Project Leader: Victor Thannickal, M.D.

Idiopathic pulmonary fibrosis (IPF) is chronic, progressive lung disorder with high mortality, and limited therapeutic options.  Studies performed during Cycle I of this translational PPG (tPPG) have uncovered a critical role for redox imbalance in activated myofibroblasts (myo-Fbs) that may drive disease progression in IPF.  In animal models of lung fibrosis, targeting the reactive oxygen species (ROS)-generating enzyme, NADPH oxidase-4 (NOX4), by genetic approaches or by a pharmacologic approach (GKT137831, to be tested in Phase IIb clinical trial, see Project 1) protects from fibrosis.  Recent studies by UAB-tPPG investigators have discovered a metabolic reprogramming of myo-Fbs characterized by elevated aerobic glycolysis (aGLY), and mitochondrial dysfunction.  Our data demonstrate that the pro-fibrotic cytokine, transforming growth factor-β1 (TGF-β1), induces generation of tricarboxylic acid (TCA) cycle metabolites, including succinate and fumarate, which are known to stabilize/activate hypoxia-inducible factor 1α (HIF-1α) (7-9).  Our preliminary studies show that TGF-β1-induced activation of HIF-1α is inhibited in Fbs with genetic deletion in NOX4 (NOX4-/-).  Additionally, we have established a novel 3D-spheroid tissue culture system that provides a complementary approach to test for myo-Fb invasiveness and screen for anti-fibrotic compounds in a patient-specific manner.  Paracrine effects of activated macrophages (see Project 3) and B-lymphocytes (see Project 4) are critical in regulating Fb and myo-Fbs phenotypes; however, the roles of NOX enzymes and potential for metabolic reprogramming of myo-Fbs by these cell types are not well understood. 

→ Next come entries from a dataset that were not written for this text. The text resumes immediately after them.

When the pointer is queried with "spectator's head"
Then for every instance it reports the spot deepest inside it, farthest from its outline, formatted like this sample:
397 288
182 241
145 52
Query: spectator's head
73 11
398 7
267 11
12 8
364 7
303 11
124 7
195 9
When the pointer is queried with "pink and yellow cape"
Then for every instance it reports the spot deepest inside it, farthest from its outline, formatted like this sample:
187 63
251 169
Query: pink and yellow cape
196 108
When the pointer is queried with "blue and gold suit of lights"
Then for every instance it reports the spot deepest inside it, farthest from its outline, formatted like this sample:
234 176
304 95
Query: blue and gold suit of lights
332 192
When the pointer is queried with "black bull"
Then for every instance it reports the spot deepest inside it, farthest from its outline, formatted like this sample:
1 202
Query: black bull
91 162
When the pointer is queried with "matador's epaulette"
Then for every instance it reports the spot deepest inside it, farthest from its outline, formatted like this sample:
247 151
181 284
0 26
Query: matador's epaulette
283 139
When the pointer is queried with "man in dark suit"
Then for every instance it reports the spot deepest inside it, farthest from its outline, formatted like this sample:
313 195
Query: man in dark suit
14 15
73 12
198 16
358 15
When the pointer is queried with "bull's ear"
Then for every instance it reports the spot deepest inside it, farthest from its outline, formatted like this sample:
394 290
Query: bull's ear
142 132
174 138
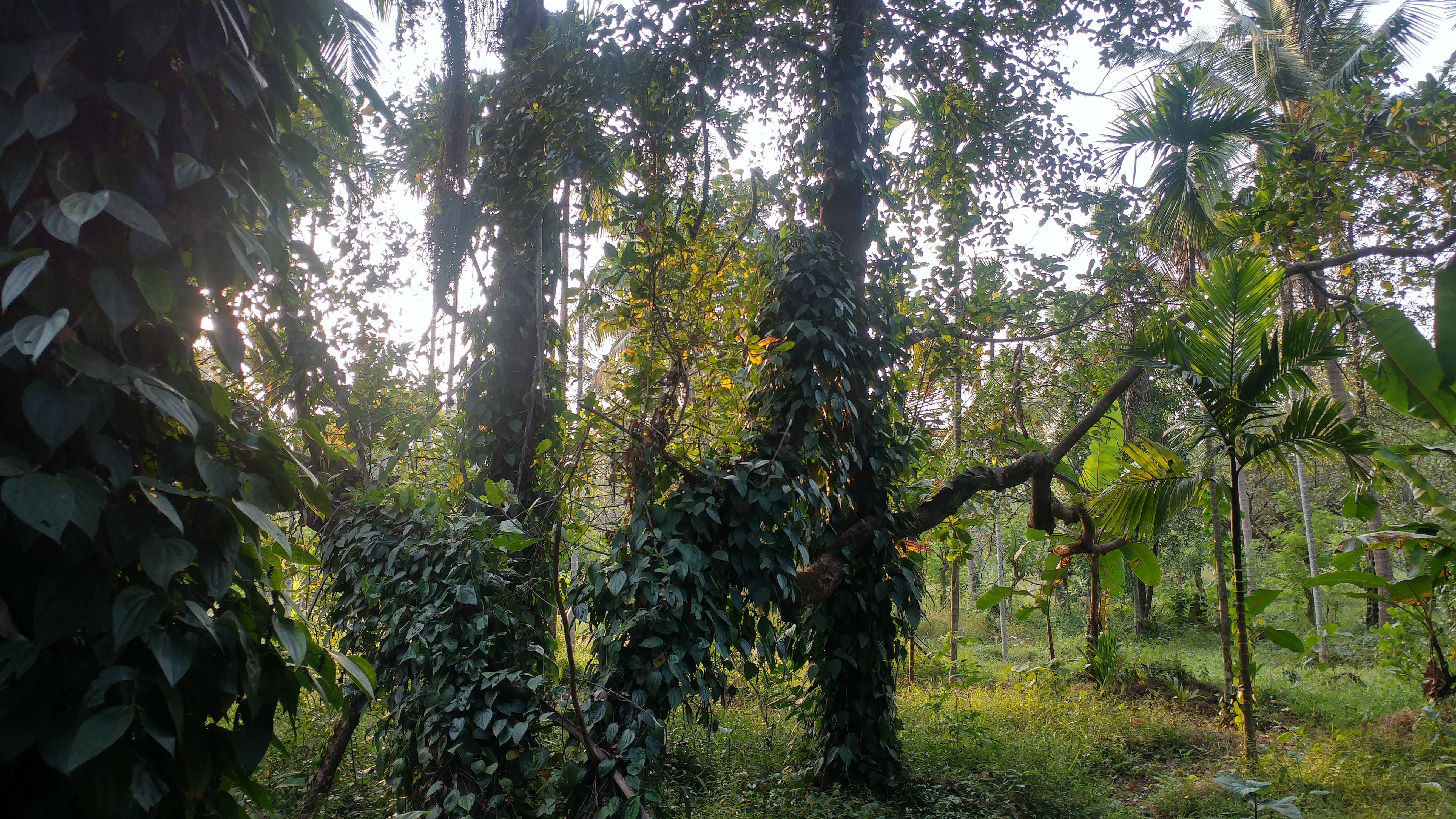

The hypothesis to be tested in this project is that NOX4 mediates fibrogenic effects by metabolic reprogramming that involves mitochondrial dysfunction and generation of TCA cycle metabolites to confer an invasive and apoptosis-resistant phenotype to myo-Fbs, thus, impeding fibrosis resolution.  The specific aims to be tested are: (1) to determine whether the NOX4 expression and/or the invasive capacity of Fbs is predictive of severity and/or progression of IPF; and to characterize the heterogeneity in responses to anti-fibrotic drugs; (2) to determine the mechanisms by which NOX4 metabolically reprograms myo-Fbs to induce apoptosis resistance and invasion; and determine whether these pro-fibrotic myo-Fb phenotypes are modulated by activated macrophages and/or B-cells; and (3) to determine whether the protective effect of genetic/pharmacologic NOX4 inhibition in animal models of fibrosis is mediated by reversal of pro-fibrotic metabolic programs.

These completion of these studies will: (a) link the biology of NOX4 with metabolic reprogramming; (b) provide new insights into the role of intermediary metabolism in determining fibrotic gene expression and pro-fibrotic cellular phenotypes; and (c) utilize novel 3D-spheroid tissue culture models to study cell invasion, to phenotype multi-cellular disease processes, and to assess responsiveness to specific drug therapies.